Book Review: The Goldfinch by Donna Tartt
Yeah I’m going to go ahead and say this was the longest book I’ve ever read. Yup, I’m going to state that right here. Clocking in at 771 pages (with tiny font and small margins!) this book was super long. However, this isn’t a fault that I’m drawing attention to, it’s just a statement I’m making about the book in general. Lots is going on in here, including gun fights, burglary, and love stories, so granted Goldfinch needed a lot of room to sort this all out. Plus, it’s a literary book, so what Janet Evanovich can fit into two hundred pages, Donna Tartt took considerably more room to explain (no diss to Evanovich intended by that comment, she knows what she’s doing).

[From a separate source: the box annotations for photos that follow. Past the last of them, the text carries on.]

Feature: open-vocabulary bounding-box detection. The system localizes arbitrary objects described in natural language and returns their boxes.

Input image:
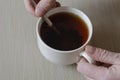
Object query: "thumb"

[85,46,120,64]
[35,0,56,16]
[77,59,108,80]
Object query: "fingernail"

[35,8,45,17]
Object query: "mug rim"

[36,6,93,53]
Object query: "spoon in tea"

[32,0,61,36]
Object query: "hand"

[24,0,60,17]
[77,46,120,80]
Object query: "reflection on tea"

[40,12,88,51]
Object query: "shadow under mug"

[36,7,94,65]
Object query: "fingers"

[35,0,56,16]
[85,46,120,64]
[24,0,35,15]
[77,59,108,80]
[24,0,60,17]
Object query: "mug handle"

[79,51,95,64]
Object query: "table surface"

[0,0,120,80]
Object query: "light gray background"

[0,0,120,80]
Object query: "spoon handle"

[42,15,53,26]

Now that I’m out of the publishing biz, books come to me haphazardly, and I get my book gossip through others. A close friend told me that this book had a lot of buzz around it, so obviously that pushed me to pick it up, even though it physically hurt my wrists to hold it while reading if I was without a pillow to support it. Now that I’ve grown superhuman strength in my forearms, I also feel confident enough to stay that the daunting length of the novel is worth it. It also serves as a good excuse as to why I haven’t posted in so long-I literally had nothing else to write about, I was too busy reading this book!
The story starts off on a despairing note (the protagonist Theo losing his mother in an explosion) and things don’t get much better for the young boy as it continues (his estranged, alcoholic father insists on reinserting himself into his life), but I wouldn’t say this is a ‘sad’ novel because it follows Theo throughout the first third of his life, so you get to see his ups and downs as he experiences them. Plus, I don’t like sad books, there’s enough depressing stuff on the radio, television, and internet, so if I can avoid a downer of a book, I definitely will, but Goldfinch (despite the low points) still has an uplifting message at the end, which Tartt will go into extreme detail about, so you have that to look forward to.
Before I end off this rambling mess of a blog post, I do want to mention how much I enjoyed the character Boris-keep your eyes out for him, he doesn’t show up until a couple hundred pages in, but he is an absolute delight to read about. Some reviewer or another mentions that he lights up every page, and this is a great way to describe him because he adds so much to the plot of the book, as well as Theo’s life in general. Maybe it’s my Ukrainian roots that are showing here, but the very ‘Russian-ness’ of Boris is a great dichotomy against Theo’s annoying New York-ness, and Boris’s Slavic tendencies (quick to temper, but can’t keep a grudge) prompt some very fascinating yet believable exchanges between the two characters.